Getting lost a lot
So, I made it out of the Mortuary. First I talked to a dead woman I once loved. There was some prophecy, some explanation of backstory; all good stuff. She told me I can die over and over, which seems like sort of a meta-mechanic for a game. It builds the system of dying and reloading into the story. Pretty cool.
To get out of the Mortuary I killed a guy. I was in disguise, asking him to how to get out, and he leaned in and sniffed me. I sort of panicked and clicked the “snap his neck” option. So we fought. I killed him and he dropped a key. I feel pretty bad about that one.
I’m in the Hive now. This game does not hold your hand. There are no quest markers, arrows, or exclamation points over heads. I have to remember stuff. The Hive is sprawling and overwhelming. But it’s also kind of a cool feeling; the game isn’t structured for my convenience.

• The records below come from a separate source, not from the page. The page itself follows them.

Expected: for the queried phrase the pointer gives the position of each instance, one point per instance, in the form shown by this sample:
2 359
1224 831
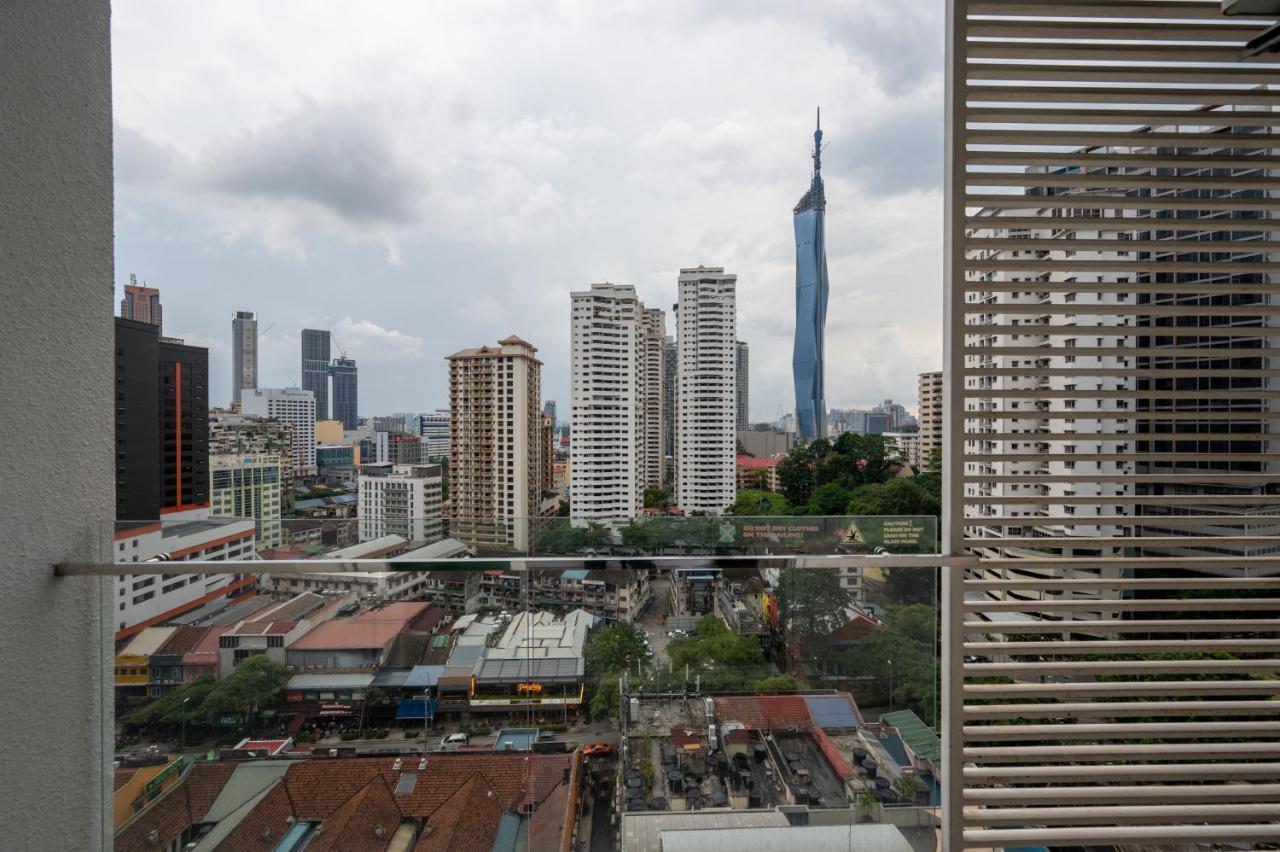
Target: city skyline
480 183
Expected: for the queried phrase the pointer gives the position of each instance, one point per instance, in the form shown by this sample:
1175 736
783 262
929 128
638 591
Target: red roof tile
466 821
355 824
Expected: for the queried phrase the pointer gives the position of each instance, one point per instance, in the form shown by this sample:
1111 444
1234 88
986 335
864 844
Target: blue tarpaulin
416 709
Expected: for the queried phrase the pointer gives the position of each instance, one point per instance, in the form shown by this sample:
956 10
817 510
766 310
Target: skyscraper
344 398
243 353
291 406
496 444
807 356
161 424
315 369
931 415
705 390
606 371
142 303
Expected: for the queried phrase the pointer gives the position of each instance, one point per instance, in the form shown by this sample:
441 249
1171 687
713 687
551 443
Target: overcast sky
425 177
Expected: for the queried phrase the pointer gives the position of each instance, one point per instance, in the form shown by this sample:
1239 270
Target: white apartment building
292 406
434 429
496 445
705 389
140 600
407 502
616 403
931 415
248 486
1032 454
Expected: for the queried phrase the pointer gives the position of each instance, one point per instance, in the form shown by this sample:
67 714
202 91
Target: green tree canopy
256 682
612 646
754 503
183 704
896 497
812 604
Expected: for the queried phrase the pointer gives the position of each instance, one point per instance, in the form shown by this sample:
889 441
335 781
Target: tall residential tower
807 355
243 353
705 390
315 369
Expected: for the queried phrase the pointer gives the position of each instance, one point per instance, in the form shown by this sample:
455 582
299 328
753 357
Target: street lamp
891 686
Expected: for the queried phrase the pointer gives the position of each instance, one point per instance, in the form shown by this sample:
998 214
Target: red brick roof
766 711
182 806
355 824
183 640
466 821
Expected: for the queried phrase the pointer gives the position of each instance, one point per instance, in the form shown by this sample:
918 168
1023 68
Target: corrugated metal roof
813 838
645 832
423 676
915 734
336 681
544 670
833 710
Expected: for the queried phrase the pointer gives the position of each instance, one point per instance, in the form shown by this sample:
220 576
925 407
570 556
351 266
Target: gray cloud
334 157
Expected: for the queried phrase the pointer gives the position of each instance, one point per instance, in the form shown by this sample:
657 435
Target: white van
455 741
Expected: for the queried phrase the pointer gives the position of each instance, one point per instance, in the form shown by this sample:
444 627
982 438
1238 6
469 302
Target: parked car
453 742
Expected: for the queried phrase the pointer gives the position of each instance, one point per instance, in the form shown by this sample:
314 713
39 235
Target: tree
183 704
812 604
612 647
256 682
752 503
908 642
896 497
830 498
656 497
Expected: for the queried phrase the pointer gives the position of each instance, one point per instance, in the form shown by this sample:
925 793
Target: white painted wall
58 348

I think this is part of a trend I’m seeing in the game’s design: instead of me—the human player—being the structuring subject of the game, it’s the world/character that structure things. I’m not sure how to explain this.

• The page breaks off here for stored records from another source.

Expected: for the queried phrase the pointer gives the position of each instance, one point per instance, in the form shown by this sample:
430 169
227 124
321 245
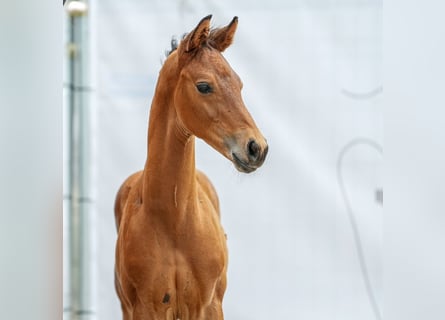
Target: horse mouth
242 165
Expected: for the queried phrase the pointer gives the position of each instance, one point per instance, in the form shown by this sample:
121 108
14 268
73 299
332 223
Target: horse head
208 97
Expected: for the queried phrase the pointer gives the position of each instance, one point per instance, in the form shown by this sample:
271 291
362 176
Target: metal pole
79 301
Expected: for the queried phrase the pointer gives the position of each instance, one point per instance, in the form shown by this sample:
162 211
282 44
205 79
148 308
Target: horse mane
174 42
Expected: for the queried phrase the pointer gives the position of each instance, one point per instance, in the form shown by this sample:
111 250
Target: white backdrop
313 82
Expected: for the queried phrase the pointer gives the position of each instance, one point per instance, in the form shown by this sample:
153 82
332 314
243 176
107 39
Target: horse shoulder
123 195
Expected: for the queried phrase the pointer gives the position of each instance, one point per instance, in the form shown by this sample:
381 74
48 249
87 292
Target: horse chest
182 267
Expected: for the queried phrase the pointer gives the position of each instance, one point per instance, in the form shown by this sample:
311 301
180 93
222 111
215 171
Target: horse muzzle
251 157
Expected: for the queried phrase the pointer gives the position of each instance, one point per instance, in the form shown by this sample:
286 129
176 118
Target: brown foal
171 254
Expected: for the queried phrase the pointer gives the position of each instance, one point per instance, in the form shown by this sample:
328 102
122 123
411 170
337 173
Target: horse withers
171 254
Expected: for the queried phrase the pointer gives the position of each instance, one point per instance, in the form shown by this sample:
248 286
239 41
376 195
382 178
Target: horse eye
204 87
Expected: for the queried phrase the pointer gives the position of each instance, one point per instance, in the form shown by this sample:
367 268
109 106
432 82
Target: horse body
171 254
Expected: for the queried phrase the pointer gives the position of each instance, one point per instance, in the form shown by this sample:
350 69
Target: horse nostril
254 150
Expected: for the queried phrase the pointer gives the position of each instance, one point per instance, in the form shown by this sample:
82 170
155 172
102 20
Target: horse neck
169 185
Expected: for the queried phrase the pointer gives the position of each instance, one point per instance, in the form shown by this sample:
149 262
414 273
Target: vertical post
79 277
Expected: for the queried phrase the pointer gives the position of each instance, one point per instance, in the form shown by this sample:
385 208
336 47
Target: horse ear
198 36
222 38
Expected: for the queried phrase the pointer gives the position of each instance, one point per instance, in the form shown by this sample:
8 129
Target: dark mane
174 43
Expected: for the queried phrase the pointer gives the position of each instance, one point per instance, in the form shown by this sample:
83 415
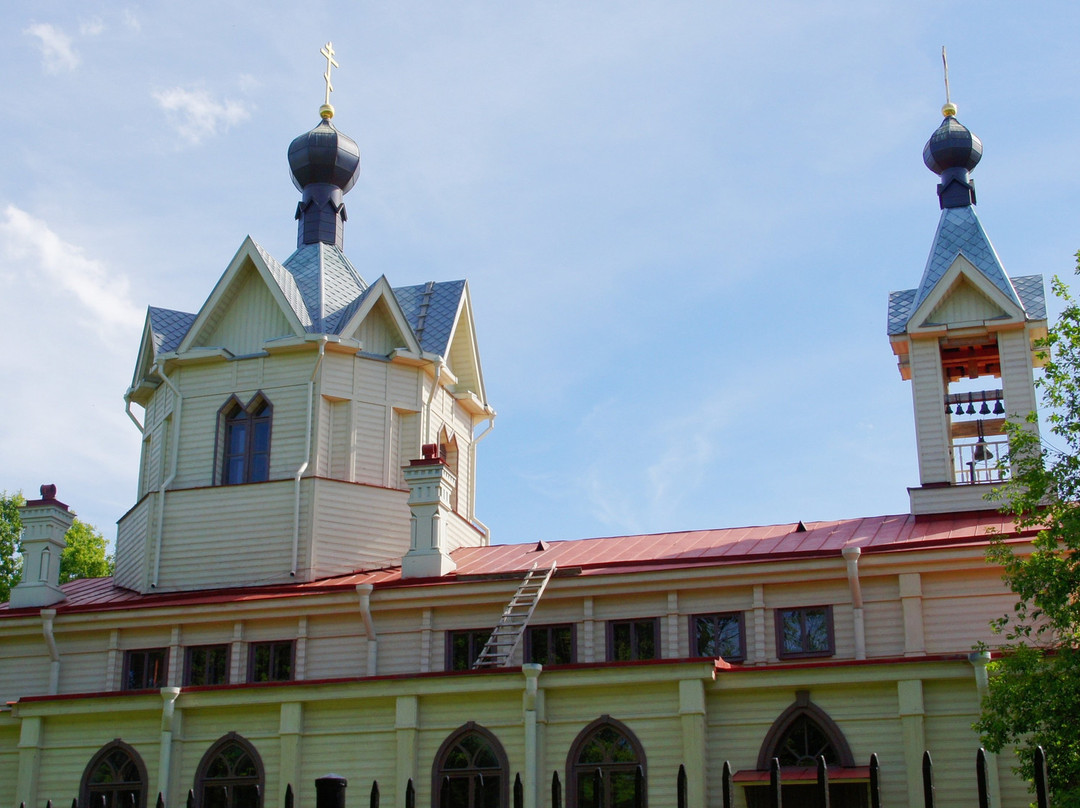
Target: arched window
799 736
606 767
230 776
471 770
115 778
244 440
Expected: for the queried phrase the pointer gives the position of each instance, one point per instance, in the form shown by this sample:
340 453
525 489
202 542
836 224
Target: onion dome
324 164
952 151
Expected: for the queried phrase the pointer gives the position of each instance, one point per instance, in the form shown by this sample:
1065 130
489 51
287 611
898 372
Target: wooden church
304 586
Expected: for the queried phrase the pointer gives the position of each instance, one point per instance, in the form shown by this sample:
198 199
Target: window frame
550 629
188 664
88 790
255 413
715 616
634 641
130 654
805 652
273 645
473 634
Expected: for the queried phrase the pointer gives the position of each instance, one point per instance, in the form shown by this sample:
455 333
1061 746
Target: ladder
508 632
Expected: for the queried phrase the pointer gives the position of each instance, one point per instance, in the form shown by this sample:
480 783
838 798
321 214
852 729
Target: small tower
964 338
44 523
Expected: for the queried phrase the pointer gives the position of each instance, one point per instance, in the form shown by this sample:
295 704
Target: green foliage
11 526
84 555
1035 686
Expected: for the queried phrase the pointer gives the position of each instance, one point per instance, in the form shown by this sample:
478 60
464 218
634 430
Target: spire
324 164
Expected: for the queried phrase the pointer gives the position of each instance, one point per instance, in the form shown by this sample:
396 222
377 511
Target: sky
679 221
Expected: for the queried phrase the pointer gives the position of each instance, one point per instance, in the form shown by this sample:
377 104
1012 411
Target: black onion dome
324 156
952 146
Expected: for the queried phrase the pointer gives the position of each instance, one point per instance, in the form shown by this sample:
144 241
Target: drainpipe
851 554
364 592
175 448
472 469
440 363
54 655
307 457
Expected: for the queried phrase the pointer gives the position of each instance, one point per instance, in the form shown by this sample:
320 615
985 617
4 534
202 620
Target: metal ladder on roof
508 632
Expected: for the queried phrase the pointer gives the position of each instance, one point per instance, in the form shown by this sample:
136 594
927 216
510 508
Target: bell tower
964 339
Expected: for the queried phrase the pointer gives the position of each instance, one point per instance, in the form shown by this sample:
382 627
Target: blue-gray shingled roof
327 283
169 327
431 309
1033 297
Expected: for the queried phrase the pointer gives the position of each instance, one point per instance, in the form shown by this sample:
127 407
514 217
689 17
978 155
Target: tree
11 526
1034 696
84 555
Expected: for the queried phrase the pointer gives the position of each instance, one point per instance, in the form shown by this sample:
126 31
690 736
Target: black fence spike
823 781
775 800
981 779
1041 781
727 785
928 780
875 782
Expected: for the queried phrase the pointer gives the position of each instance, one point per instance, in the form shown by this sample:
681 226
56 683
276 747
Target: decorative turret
966 324
324 164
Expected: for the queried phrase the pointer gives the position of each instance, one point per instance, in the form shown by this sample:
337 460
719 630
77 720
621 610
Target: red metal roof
603 556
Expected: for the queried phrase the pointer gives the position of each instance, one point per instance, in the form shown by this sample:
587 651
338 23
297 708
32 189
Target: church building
304 584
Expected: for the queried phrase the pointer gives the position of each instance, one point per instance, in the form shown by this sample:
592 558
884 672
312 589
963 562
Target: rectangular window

Some games seem like they’re primarily about facilitating a smooth performance for play: they offer clear directions, and try to reduce confusion. The diegesis is not just there to be played in, but there for the player(I mean, I guess all diegetic elements in the game are there for the player.) Maybe a better way to say this is that the game doesn’t compromise its world or narrative to suit the comfort of the player.

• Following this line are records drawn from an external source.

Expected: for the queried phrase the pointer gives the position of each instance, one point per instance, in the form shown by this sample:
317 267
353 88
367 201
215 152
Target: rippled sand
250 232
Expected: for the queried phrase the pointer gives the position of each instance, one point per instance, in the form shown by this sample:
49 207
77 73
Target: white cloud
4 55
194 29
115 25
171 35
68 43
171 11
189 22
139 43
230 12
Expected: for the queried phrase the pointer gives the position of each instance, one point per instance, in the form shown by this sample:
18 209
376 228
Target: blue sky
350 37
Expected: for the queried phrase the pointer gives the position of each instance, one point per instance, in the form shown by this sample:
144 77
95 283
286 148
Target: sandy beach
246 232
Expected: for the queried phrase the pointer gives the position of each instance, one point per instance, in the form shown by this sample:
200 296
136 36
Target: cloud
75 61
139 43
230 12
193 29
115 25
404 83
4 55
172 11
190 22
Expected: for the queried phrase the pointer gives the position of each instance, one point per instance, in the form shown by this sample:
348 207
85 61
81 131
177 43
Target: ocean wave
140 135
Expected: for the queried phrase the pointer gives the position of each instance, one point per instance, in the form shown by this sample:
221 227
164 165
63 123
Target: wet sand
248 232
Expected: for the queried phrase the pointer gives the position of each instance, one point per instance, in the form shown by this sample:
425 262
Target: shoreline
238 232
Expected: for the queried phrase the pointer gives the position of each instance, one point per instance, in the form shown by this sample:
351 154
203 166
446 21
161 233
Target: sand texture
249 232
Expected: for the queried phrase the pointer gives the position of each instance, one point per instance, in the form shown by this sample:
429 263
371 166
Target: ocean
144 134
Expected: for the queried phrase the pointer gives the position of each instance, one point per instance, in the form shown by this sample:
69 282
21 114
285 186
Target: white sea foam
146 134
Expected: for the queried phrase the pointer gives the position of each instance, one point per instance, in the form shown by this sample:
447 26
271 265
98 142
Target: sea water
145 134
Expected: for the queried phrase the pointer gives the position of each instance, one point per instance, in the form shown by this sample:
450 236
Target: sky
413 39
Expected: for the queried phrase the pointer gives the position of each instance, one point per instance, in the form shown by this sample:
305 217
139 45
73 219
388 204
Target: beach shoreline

I’ll try again: some games feel developed while playing them. This isn’t always a bad thing, but when there are HUD arrows pointing me where to go, or markers on a map in places I’ve never been, there’s a certain sort of disconnect. On the other hand,Planescape isn’t afraid to make me feel lost. The world is big. People really don’t know what to say to a stranger like me, and if they did they probably wouldn’t without some incentive. This kind of sucks. I don’t like feeling lost or confused or hopelessly off track. But it’s immersive at the same time.
I hesitate to use the word “authentic” because I just read a NYT piece saying that it’s the new “awesome”—but I think this is a case where the importance of authenticity really applies. Planescape is true to its own world, maybe at the cost of playability—but this is admirable. In the face of pressure to accommodate the player, it remains distinctively itself.
Alright. More on that later.
On another note, the game is interesting as far as perspective goes. In dialogue options, it often tells “you”—me, the player, playing as the Nameless One—what feelings I have. I don’t really know how to describe this. I’m playing, but I’m playing as the Nameless One. And the game is telling me what the Nameless One feels—yet this feels natural. So, sure, it’s in the second person. But it’s also weirdly blended with the first person, because I’m making choices in the world.
All of this is making it pretty hard to write about.